MASH Star Alan Alda Donates Beloved MASH Memorabilia for a Noble Cause
Famed actor Alan Alda, who captivated audiences as the wisecracking surgeon Benjamin Franklin “Hawkeye” Pierce in the hit television show MASH, has decided to part ways with his precious mementos from the series for a benevolent cause.
The 87-year-old actor is set to auction off his combat boots and dog tags from his time on MAS*H, with all proceeds directed towards the Alda Center for Communicating Science at Stony Brook University, New York. Alda, a staunch advocate for enhancing communication in science, helped establish the center in 2009.
Alda donned the boots and dog tags throughout the iconic 11-season run of MASH, a show that launched in 1972 and focused on the trials and tribulations of a medical unit stationed during the Korean War. The character of Hawkeye became a household name, offering light relief through humor and pranks amidst the war's harsh realities. Alda's stellar performance garnered him five Emmy awards and the opportunity to write and direct the show's final episode.
According to Alda, the costume department gifted him the boots and dog tags, and they deeply impacted his portrayal of Hawkeye. "There’s an old belief among actors that when you put the shoes of the character on, it’s easier to believe you’re the character and I think the boots had that effect on me,” Alda shared.

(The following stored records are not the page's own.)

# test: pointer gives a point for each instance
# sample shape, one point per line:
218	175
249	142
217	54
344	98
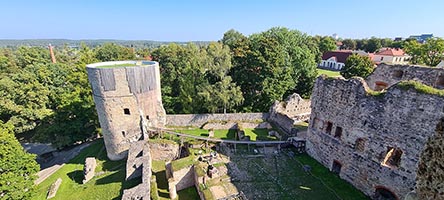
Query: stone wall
199	120
164	150
285	114
385	76
373	142
125	98
139	165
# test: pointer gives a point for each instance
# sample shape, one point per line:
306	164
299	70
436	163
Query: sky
208	20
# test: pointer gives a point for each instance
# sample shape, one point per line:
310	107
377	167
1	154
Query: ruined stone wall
356	132
200	119
294	109
123	97
386	75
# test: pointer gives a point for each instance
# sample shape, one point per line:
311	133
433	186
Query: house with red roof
334	60
391	56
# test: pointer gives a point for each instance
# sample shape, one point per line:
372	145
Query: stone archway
383	193
430	174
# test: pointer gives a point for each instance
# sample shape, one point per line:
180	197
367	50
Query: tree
17	167
373	44
433	51
277	62
357	65
348	44
113	52
327	44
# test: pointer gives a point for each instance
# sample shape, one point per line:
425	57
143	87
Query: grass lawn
283	177
255	134
328	72
258	134
109	185
301	126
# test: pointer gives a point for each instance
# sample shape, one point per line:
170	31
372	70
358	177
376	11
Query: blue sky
170	20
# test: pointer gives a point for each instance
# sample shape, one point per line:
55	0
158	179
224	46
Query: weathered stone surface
139	192
430	177
201	119
387	75
52	191
294	109
165	151
89	169
352	132
122	97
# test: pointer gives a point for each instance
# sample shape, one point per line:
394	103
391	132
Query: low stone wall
200	119
164	150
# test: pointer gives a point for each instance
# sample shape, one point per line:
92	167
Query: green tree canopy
17	167
327	44
357	65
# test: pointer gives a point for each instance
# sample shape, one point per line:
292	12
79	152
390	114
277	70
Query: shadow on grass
76	176
162	184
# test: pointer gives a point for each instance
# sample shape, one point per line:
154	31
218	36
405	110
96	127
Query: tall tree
327	44
277	62
17	167
357	65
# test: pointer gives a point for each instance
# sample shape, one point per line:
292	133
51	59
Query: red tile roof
340	56
390	52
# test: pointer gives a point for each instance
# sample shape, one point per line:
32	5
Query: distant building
390	56
421	38
335	60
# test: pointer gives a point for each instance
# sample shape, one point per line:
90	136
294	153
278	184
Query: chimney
51	52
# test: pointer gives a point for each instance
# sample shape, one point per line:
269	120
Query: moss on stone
419	87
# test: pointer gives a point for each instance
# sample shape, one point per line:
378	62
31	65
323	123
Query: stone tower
128	100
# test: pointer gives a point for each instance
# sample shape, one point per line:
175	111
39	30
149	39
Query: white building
334	60
391	56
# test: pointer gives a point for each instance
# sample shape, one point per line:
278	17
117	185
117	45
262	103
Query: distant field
328	72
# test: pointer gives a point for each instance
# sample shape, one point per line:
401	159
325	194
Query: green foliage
195	79
17	167
419	87
270	65
327	44
357	65
53	102
113	52
430	53
349	44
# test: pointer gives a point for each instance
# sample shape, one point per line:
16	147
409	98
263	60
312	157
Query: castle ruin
128	100
387	144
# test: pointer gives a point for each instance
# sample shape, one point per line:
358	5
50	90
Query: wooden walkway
292	141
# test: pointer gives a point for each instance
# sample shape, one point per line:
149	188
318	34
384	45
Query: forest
52	102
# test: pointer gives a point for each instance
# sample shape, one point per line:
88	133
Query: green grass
341	187
158	168
258	134
188	194
221	134
419	87
182	163
109	185
283	177
328	72
119	65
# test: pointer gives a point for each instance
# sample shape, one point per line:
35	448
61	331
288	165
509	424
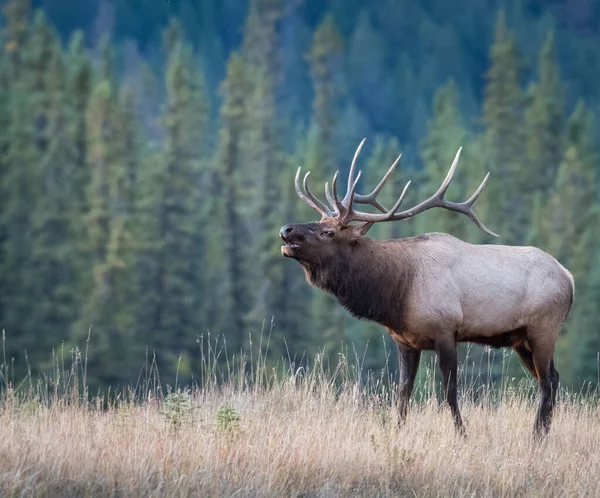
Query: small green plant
177	408
228	418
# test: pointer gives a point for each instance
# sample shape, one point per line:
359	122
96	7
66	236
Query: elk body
435	290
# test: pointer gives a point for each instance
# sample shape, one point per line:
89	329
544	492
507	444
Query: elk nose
286	230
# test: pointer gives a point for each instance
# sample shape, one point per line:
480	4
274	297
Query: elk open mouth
288	248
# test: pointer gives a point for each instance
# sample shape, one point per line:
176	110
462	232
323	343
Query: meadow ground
308	433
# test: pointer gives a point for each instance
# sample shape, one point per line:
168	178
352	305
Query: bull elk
434	290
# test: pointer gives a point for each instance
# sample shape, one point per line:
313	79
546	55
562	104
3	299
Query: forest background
148	151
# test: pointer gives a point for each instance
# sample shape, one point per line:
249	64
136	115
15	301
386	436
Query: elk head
341	225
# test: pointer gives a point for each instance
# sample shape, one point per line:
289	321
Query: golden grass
304	435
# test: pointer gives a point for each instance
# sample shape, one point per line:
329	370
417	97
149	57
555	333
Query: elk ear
361	229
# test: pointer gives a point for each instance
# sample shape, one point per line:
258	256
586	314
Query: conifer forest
148	150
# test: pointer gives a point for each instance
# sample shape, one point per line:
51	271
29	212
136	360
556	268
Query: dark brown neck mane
365	280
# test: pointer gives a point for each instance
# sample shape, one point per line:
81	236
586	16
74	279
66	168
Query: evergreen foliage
139	200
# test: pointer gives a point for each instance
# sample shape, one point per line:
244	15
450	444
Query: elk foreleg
409	364
447	357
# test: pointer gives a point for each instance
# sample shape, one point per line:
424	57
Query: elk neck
369	278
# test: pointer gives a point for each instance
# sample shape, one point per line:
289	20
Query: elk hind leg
447	356
409	364
526	358
548	385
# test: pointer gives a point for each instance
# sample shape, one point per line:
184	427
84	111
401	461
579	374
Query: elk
434	290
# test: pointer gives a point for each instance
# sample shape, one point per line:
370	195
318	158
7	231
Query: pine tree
79	85
264	163
504	135
108	245
324	58
445	136
15	32
544	122
175	227
55	220
231	288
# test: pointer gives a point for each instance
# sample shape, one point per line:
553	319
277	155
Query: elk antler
344	212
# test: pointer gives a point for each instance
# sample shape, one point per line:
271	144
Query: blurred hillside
149	149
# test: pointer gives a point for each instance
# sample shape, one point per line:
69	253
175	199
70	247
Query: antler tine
351	192
341	209
436	200
308	197
348	197
444	186
372	197
475	195
329	197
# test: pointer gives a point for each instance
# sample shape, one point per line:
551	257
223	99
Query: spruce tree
504	135
544	122
175	227
227	249
445	135
324	58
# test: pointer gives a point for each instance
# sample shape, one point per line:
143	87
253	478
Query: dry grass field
308	433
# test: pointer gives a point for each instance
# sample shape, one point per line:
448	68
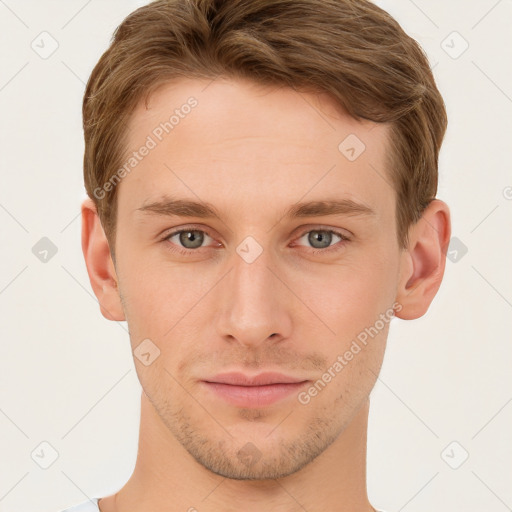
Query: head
251	109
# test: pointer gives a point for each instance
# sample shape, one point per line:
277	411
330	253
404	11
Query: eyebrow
191	208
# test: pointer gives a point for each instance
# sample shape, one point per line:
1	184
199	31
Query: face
268	275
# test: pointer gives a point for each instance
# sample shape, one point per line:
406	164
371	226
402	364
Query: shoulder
87	506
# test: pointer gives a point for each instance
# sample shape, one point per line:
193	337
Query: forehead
239	145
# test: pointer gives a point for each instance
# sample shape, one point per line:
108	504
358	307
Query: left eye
321	238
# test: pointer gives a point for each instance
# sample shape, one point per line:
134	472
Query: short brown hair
351	49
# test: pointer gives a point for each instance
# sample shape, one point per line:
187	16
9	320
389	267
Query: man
261	178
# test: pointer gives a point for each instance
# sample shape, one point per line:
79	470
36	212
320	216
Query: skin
252	152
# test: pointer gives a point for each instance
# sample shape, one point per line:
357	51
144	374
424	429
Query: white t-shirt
87	506
92	506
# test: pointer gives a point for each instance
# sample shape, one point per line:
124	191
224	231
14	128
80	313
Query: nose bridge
253	306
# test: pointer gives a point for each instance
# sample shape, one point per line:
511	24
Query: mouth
256	391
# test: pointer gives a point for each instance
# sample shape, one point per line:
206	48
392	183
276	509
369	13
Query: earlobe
98	260
423	262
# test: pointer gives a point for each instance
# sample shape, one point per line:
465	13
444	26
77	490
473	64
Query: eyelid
167	234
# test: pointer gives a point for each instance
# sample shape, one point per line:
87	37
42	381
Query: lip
253	391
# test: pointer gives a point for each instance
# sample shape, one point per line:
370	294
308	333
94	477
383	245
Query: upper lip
240	379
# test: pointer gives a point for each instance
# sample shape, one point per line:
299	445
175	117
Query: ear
100	266
423	262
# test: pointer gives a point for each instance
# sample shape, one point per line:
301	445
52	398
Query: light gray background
66	374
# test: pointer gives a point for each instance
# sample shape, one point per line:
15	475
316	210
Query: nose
254	304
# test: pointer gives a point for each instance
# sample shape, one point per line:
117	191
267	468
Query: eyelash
187	252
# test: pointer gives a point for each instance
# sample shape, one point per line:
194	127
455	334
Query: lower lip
254	396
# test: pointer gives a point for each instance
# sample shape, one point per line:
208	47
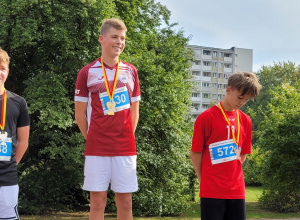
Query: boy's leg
97	205
97	174
212	209
9	202
124	206
123	183
236	209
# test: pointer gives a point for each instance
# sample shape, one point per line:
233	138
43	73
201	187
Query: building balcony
196	99
228	70
206	78
207	67
196	67
228	59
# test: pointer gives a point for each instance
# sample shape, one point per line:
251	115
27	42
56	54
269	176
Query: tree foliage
49	41
279	140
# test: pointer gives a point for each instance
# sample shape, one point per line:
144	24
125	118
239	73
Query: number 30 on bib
121	98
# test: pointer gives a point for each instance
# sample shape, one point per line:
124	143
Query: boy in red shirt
221	141
107	99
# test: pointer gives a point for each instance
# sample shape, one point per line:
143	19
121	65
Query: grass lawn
252	206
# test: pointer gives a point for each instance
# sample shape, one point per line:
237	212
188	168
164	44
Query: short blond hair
114	23
245	82
4	58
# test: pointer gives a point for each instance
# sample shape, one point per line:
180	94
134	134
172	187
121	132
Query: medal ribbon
236	141
112	90
3	113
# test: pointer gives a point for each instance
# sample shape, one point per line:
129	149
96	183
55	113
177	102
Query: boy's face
3	72
235	99
113	42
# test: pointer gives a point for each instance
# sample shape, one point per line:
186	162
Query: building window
196	73
206	63
205	95
205	84
207	74
197	62
196	106
206	52
198	51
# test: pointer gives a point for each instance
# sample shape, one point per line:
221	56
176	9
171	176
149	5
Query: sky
270	27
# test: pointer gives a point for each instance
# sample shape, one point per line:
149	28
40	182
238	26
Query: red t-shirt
108	135
223	180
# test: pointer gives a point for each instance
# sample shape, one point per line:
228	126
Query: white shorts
119	171
9	202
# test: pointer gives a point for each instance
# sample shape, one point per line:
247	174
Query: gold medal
111	105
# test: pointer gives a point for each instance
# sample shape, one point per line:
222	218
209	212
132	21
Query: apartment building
210	72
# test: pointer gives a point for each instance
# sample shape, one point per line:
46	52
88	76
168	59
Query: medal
236	141
3	135
111	105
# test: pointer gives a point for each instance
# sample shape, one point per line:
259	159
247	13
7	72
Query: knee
98	204
124	203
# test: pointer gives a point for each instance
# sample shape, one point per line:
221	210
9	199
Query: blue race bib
222	151
6	150
121	98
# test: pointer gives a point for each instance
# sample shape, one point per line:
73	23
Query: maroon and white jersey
108	135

Adding another layer of authenticity, the dog tags bore the names of Hersie Davenport and Morriss D. Levine, who Alda believes were actual soldiers discharged in 1945. These tangible reminders of real people and their experiences added a profound element to Alda's portrayal of Hawkeye, further grounding his performance in reality.
With the upcoming auction, fans now have a chance to own a piece of television history, and at the same time, contribute to a cause close to Alda's heart. These cherished items hold a special place in both the annals of television and in Alda's own career, marking a unique intersection of art, history, and real-life experiences."